Here’s the scene: 3 year old little girl with long hair and a bright smile prancing around the exam room in her leggings and UGG boots as if she is a rock star! This (supposedly) sick little girl is putting on quite a show for both her 1 year old sister and her mother. She looked adorable, but not sick! While her mother and I chatted, I continued to watch her daughter out of the corner of my eye. According to her mother, the child had complained of a tummy ache earlier that day, and pointed to her side. She said she didn’t want lunch. No fever, vomiting, or diarrhea. Nevertheless, her mother was worried that her daughter might have appendicitis. She was convinced that the “tummy ache” must be something serious.

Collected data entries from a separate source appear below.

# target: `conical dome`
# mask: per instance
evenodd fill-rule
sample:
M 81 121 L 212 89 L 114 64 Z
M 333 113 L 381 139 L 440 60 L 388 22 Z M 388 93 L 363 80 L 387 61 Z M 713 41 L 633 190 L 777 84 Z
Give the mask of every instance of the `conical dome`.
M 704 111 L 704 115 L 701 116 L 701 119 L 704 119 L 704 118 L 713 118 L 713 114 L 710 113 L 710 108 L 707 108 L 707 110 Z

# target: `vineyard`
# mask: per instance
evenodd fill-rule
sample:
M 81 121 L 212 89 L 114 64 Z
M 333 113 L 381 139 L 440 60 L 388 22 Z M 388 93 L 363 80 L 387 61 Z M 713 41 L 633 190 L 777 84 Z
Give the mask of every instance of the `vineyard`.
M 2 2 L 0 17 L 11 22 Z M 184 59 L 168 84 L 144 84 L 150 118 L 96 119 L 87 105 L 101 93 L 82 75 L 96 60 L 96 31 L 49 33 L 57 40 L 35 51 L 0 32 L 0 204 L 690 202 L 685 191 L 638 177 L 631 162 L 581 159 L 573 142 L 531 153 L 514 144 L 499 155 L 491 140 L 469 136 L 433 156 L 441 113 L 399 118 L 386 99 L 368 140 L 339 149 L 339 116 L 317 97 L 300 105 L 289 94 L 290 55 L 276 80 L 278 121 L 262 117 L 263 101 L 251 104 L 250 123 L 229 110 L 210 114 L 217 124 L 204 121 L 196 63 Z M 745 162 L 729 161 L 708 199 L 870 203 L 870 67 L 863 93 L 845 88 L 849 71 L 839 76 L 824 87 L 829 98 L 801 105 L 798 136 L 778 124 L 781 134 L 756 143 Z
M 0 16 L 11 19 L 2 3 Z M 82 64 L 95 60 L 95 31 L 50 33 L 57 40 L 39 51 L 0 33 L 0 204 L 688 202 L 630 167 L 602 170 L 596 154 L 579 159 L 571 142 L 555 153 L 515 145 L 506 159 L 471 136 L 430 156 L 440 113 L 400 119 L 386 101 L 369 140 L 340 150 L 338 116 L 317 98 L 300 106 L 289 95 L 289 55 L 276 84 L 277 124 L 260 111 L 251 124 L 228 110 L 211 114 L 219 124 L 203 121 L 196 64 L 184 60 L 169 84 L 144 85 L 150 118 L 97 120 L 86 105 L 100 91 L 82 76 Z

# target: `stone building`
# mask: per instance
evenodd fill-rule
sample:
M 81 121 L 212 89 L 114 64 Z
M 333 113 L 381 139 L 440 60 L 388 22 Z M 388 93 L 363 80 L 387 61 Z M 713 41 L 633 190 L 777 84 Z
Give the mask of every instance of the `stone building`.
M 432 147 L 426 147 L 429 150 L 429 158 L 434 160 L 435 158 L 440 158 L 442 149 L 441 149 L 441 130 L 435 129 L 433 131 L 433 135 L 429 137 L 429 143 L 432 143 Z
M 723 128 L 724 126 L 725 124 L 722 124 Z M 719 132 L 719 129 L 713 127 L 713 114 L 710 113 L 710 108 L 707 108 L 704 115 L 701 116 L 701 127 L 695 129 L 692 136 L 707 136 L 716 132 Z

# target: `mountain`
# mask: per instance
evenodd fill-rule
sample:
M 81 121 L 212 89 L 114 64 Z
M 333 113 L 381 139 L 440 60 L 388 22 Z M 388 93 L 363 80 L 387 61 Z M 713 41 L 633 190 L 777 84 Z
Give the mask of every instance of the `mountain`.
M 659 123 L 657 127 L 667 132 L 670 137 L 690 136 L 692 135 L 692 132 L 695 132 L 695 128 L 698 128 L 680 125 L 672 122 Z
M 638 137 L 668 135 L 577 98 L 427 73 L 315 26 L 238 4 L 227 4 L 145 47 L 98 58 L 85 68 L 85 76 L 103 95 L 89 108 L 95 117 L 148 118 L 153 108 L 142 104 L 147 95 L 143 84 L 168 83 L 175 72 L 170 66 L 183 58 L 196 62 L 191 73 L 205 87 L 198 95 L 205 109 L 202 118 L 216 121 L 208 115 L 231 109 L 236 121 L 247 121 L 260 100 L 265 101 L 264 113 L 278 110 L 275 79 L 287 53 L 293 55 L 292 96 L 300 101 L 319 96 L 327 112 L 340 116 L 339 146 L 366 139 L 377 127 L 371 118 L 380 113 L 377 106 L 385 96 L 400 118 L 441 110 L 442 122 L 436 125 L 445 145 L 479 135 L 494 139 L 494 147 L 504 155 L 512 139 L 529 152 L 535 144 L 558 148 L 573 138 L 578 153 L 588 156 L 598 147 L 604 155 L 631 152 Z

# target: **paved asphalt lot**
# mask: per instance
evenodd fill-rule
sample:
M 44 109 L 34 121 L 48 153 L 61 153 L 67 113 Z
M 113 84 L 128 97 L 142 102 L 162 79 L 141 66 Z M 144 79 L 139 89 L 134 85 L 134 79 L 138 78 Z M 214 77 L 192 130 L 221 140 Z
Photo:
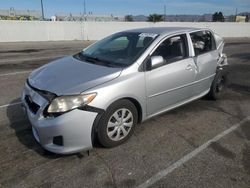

After examining this precious child, it was obvious that her “tummy ache” was not due appendicitis. So, her mother asked, “why do I always go to THE DARK SIDE”. When I asked her what that meant she said, “why does my brain always jump to the worst conclusion”. “Why am I here so often with my daughters? They have headaches that I am sure are brain tumors, or a tummy ache that must be appendicitis, or bruises that I am convinced are due to leukemia.” I don’t think it is actually a parent’s brain that takes them “to the DARK SIDE”, but rather it is the HEART!
Sometimes we parents (and doctors who are parents too) know intellectually that the child’s complaint is probably nothing. It is most likely that the headache is just that (how often do you yourselves get one?) and the tummy ache could be due to gas or constipation rather than an “appendix ready to burst”. But our emotional and sometimes irrational side takes over and suddenly we have “gone to the DARK SIDE” with fears of the worst possible diagnosis. Truly, it happens to all of us at times. As a pediatrician and mother I do know this, bad things get worse and the child’s complaints get more frequent or new symptoms develop. The “bad” things do not just go away.
As they teach you early on in medical school,”when you hear galloping hooves, think of horses not zebras. “ In other words, think about common reasons for a symptom before jumping to the infrequent and life threatening diagnosis. We parents need to heed that advice too. Sometimes a few hours to days of watching a child will keep you from going to “the dark side” as you realize your child has moved on from the tummy ache to wanting to go outside and play or to dancing around the room. Remember to try and stay on the “bright side” and see if the symptoms resolve.